New guidelines on sentencing for sale of knives to persons under 18 in force
Since the 1st April 2023 two new guidelines relating to the sale of knives by individuals and organisations (offences under s141A of the Criminal Justice Act 1988) to those under 18 have been in force. In circumstances where there had not previously been any guideline in place for these offences (punishable by a fine for organisations but with a maximin of 6 months imprisonment for individuals) the new guidelines are designed to allow for more consistency in the approach to sentencing these offences across the courts. There is one level of harm recognised the same risk of harm (to individuals and the wider community) is risked in relation to every sale. The offence is a summary only one in either case. The guideline for organisations includes specifics as to how they implement training and measures to verify age both in person and online. The sentencing ranges for organisations now provided will likely result in higher fines being imposed. As stated in the forward to the published response to the consultations these offences are not frequently prosecuted but have the potential for serious consequences. For offences that concern large quantities of knives of where there is ‘deliberate or reckless marketing of knives to children’ the guidelines would not apply.

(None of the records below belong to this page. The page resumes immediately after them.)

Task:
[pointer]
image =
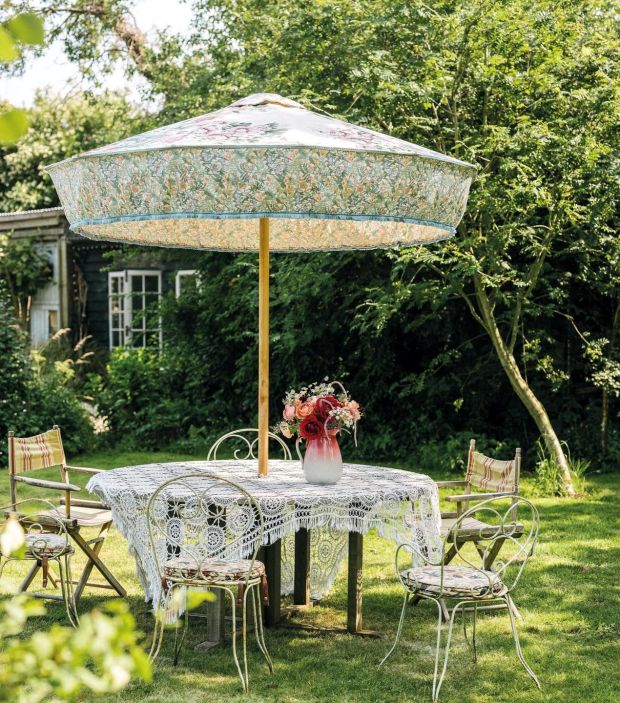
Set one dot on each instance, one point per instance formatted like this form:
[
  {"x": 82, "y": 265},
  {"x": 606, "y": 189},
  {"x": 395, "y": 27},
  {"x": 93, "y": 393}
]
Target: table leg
[
  {"x": 354, "y": 599},
  {"x": 272, "y": 558},
  {"x": 215, "y": 621},
  {"x": 301, "y": 593}
]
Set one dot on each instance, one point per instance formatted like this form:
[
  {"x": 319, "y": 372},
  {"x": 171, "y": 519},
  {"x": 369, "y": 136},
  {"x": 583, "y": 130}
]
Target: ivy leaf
[
  {"x": 13, "y": 124},
  {"x": 27, "y": 28},
  {"x": 8, "y": 48}
]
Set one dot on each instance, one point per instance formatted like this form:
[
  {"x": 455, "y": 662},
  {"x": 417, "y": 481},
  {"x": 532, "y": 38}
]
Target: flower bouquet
[{"x": 317, "y": 414}]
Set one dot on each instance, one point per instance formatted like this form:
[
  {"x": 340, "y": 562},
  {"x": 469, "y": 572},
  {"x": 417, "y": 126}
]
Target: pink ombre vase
[{"x": 322, "y": 462}]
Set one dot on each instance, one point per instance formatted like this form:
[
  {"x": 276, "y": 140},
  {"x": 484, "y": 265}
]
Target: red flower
[
  {"x": 311, "y": 427},
  {"x": 325, "y": 405}
]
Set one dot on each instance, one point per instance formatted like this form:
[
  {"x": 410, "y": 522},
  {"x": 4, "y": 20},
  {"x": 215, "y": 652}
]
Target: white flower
[{"x": 12, "y": 537}]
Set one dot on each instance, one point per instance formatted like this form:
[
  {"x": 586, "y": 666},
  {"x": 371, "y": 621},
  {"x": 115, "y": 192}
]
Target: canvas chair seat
[
  {"x": 472, "y": 528},
  {"x": 28, "y": 455},
  {"x": 85, "y": 516},
  {"x": 458, "y": 581},
  {"x": 213, "y": 570},
  {"x": 48, "y": 545}
]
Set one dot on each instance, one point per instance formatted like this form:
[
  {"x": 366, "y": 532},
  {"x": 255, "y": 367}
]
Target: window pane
[
  {"x": 137, "y": 339},
  {"x": 151, "y": 284}
]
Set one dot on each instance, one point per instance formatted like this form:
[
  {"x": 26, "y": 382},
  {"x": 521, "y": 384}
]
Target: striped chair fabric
[
  {"x": 38, "y": 452},
  {"x": 490, "y": 474}
]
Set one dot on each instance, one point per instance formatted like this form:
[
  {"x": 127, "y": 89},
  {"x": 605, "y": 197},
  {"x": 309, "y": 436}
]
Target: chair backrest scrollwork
[
  {"x": 500, "y": 529},
  {"x": 246, "y": 442}
]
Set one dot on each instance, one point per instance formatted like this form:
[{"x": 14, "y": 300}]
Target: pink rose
[
  {"x": 354, "y": 410},
  {"x": 286, "y": 430},
  {"x": 303, "y": 410}
]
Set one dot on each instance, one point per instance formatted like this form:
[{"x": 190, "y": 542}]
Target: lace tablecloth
[{"x": 403, "y": 506}]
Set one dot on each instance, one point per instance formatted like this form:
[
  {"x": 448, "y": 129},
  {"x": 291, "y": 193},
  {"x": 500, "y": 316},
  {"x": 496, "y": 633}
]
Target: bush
[
  {"x": 142, "y": 407},
  {"x": 31, "y": 402}
]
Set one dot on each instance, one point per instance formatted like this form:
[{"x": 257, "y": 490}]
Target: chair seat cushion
[
  {"x": 46, "y": 545},
  {"x": 84, "y": 516},
  {"x": 457, "y": 581},
  {"x": 213, "y": 570},
  {"x": 471, "y": 529}
]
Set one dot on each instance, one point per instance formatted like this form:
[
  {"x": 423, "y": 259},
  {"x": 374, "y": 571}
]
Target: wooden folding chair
[
  {"x": 29, "y": 454},
  {"x": 498, "y": 479}
]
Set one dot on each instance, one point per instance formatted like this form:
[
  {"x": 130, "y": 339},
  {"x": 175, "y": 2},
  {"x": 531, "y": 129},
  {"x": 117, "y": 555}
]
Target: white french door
[{"x": 134, "y": 308}]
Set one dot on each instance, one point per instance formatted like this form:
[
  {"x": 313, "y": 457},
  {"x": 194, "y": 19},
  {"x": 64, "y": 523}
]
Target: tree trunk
[
  {"x": 605, "y": 399},
  {"x": 521, "y": 387}
]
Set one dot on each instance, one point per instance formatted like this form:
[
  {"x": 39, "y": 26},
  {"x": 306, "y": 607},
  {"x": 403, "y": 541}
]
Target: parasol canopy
[{"x": 313, "y": 182}]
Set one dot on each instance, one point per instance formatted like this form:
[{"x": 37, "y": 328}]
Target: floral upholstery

New guidelines on sentencing child cruelty
Also in force from the 1st April 2023 is a guideline that updates those previously in force from 2019 specifically to take account of the change to the maximum sentences resulting from the Police, Crime, Sentencing and Courts Act 2022 applying to offences committed after the 28th June 2022. There is now a new level of “very high culpability” relating to both causing or allowing the death of a child (now life imprisonment) and causing or allowing serious harm/child cruelty (now 14 years).